Freitag, 30. Mai 2014

Dostojewksij über Tiere

"Brüder, fürchtet euch nicht vor der Sünde des Menschen, liebt den Menschen auch in seiner Sünde, denn nur eine solche Liebe wäre ein Abbild der Liebe Gottes und die höchste irdische Liebe. Liebet die ganze Schöpfung Gottes, das ganze Weltall wie jedes Sandkörnchen auf Erden. Jedes Blättchen, jeden Lichtstrahl Gottes liebet. Liebet die Tiere, liebt die Gewächse, liebet jegliches Ding. Erst wenn du jedes Ding lieben wirst, wird sich dir das Geheimnis Gottes in den Dingen offenbaren. Hat es sich dir aber einmal offenbart, dann wirst du es bereits unablässig immer weiter und immer mehr und Tag für Tag erkennen. Und zu guter Letzt wirst du die ganze Welt schon mit ungeteilter, allumfassender Liebe lieben. Liebet die Tiere: ihnen hat Gott den Anfang des Denkens und harmlose Freude gegeben.Trübet sie ihnen nicht, quält sie nicht, nehmt ihnen nicht die Lust am Dasein, handelt nicht dem Gedanken Gottes zuwider. Du Mensch, sei nicht überheblich den Tieren gegenüber: sie sind sündlos, du aber in all deiner Herrlichkeit, du versetzest die Erde in Fäulnis und Eiter mit deinem Erscheinen auf ihr und läßt hinter dir die Spur der Verwesung zurück – und leider tut das fast jeder von uns!
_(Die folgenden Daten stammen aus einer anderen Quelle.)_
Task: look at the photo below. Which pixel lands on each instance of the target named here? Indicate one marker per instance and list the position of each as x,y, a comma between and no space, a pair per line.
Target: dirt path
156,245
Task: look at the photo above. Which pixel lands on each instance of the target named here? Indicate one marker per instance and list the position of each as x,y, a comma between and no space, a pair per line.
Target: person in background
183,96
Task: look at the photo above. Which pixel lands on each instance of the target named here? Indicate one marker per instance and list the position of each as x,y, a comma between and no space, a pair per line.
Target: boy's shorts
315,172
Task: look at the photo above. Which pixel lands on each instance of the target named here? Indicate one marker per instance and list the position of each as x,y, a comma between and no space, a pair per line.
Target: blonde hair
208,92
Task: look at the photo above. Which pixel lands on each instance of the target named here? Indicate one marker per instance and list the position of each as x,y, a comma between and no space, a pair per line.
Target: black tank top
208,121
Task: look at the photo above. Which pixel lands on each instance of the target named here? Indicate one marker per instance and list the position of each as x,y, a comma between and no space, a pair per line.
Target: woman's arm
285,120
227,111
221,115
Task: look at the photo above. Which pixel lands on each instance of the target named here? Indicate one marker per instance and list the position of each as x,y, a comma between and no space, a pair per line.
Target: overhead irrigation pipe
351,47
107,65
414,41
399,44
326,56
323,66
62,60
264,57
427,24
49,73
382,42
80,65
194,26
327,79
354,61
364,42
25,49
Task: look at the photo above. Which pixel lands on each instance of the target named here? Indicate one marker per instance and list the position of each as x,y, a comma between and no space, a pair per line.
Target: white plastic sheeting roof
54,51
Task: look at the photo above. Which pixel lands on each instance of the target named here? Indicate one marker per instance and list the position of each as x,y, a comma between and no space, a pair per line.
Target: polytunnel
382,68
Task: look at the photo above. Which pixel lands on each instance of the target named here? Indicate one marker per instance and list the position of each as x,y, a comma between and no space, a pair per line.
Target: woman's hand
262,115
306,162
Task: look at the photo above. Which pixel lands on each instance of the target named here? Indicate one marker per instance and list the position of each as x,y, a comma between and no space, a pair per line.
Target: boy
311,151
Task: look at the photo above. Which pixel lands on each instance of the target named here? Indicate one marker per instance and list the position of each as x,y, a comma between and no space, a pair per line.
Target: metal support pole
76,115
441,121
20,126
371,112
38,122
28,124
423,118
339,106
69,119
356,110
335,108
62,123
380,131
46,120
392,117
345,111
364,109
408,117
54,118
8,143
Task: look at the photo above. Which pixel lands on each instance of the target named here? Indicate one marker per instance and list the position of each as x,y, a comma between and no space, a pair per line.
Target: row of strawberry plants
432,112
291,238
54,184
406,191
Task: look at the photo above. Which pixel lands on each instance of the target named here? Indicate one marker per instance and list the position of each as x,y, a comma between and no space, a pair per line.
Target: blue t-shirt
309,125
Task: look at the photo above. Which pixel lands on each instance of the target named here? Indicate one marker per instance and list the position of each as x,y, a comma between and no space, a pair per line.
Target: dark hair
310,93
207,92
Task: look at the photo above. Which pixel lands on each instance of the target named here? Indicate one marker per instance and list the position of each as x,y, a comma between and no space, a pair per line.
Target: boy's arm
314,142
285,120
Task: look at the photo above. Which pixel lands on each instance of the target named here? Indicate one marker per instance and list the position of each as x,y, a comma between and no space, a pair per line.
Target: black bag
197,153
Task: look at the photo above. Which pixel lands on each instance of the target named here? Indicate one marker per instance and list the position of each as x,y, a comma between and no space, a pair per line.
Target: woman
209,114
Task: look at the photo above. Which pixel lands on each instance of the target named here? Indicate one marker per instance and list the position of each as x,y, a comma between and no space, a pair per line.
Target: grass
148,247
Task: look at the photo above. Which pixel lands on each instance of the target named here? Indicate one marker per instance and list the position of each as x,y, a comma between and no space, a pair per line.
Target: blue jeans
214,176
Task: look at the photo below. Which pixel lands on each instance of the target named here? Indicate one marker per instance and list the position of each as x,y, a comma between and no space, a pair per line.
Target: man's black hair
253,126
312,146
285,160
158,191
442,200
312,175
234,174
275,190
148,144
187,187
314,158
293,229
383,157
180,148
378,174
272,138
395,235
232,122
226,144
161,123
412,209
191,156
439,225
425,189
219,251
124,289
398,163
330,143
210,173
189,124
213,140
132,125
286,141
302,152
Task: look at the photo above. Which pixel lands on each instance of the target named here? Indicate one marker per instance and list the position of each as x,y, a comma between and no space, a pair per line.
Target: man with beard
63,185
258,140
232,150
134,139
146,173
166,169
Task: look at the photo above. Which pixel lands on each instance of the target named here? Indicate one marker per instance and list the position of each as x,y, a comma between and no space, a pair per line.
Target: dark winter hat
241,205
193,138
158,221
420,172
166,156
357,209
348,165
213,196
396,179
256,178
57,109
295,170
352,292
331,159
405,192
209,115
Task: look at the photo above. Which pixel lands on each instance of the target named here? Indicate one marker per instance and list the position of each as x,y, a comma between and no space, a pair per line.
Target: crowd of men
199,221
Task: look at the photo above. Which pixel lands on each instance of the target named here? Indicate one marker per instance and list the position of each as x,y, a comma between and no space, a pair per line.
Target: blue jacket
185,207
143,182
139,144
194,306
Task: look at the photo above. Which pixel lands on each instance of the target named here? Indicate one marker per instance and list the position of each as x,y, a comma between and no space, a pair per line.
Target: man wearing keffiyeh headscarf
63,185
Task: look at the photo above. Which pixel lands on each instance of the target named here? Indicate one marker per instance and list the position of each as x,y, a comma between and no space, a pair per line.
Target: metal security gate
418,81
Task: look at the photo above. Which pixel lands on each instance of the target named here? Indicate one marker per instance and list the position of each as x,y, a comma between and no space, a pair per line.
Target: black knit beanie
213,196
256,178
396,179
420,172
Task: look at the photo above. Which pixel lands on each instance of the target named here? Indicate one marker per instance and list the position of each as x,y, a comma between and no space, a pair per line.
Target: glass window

Besonders aber liebet die kleinen Kinder, denn auch sie sind sündlos, gleich den Engeln, und sie leben zu unsrer Rührung, zur Reinigung unserer Herzen und wie zu einer gewissen Belehrung für uns. Wehe dem, der Kindlein kränkt!"
(Worte des Staretz Sossima aus "Die Brüder Karamasow" von F.M. Dostojewskij)

3 Kommentare:

  1. U.a. Dostojewski beschäftigte der Gedanke, dass das Tier in der philosophischen Betrachtung des Glücks eine zentrale Rolle spielt. Sie ziehen den Vergleich auf, dass im “Zurück zur natürlichen Selbstvergessenheit des Tieres” die Zufriedenheit des [nicht nur] Menschen liegt.
    Der unglückliche Mensch – und nur ihn quält ja die Frage nach dem Glück – wendet sich gedanklich gern dem Tiere zu. Er wünscht dich die Freiheit eines Vogels (Erasmus), die Genügsamkeit einer Kuh (Nietzsche), und in düstersten Momenten die Gelichgültigkeit eines Insektes (Dostojewski).
    Dem Impuls, sich das Tier zum Vorbild einer glückserfüllten Existenz zu nehmen, folgt auch der amerikanische Philosoph John Dewey, wenn er schreibt: “Das Verhalten von Fuchs, Hund und Drossel mag uns an jene ganzheitliche Erfahrung erinnern, die wir zerbrechen, wenn unser Tun zur mühevollen Arbeit wird, und wenn uns das Denken von der Welt hinwegführt.”
    Unglück ist nach dieser Beschreibung der Verlust von Gegenwärtigkeit – von Präsenz. Das Tier hingegen, führt Dewey aus, “ist in allen seinen Aktionen voll präsent … Darin liegt jene Anmut des Tieres, mit der der Mensch nur schwerlich konkurrieren kann.”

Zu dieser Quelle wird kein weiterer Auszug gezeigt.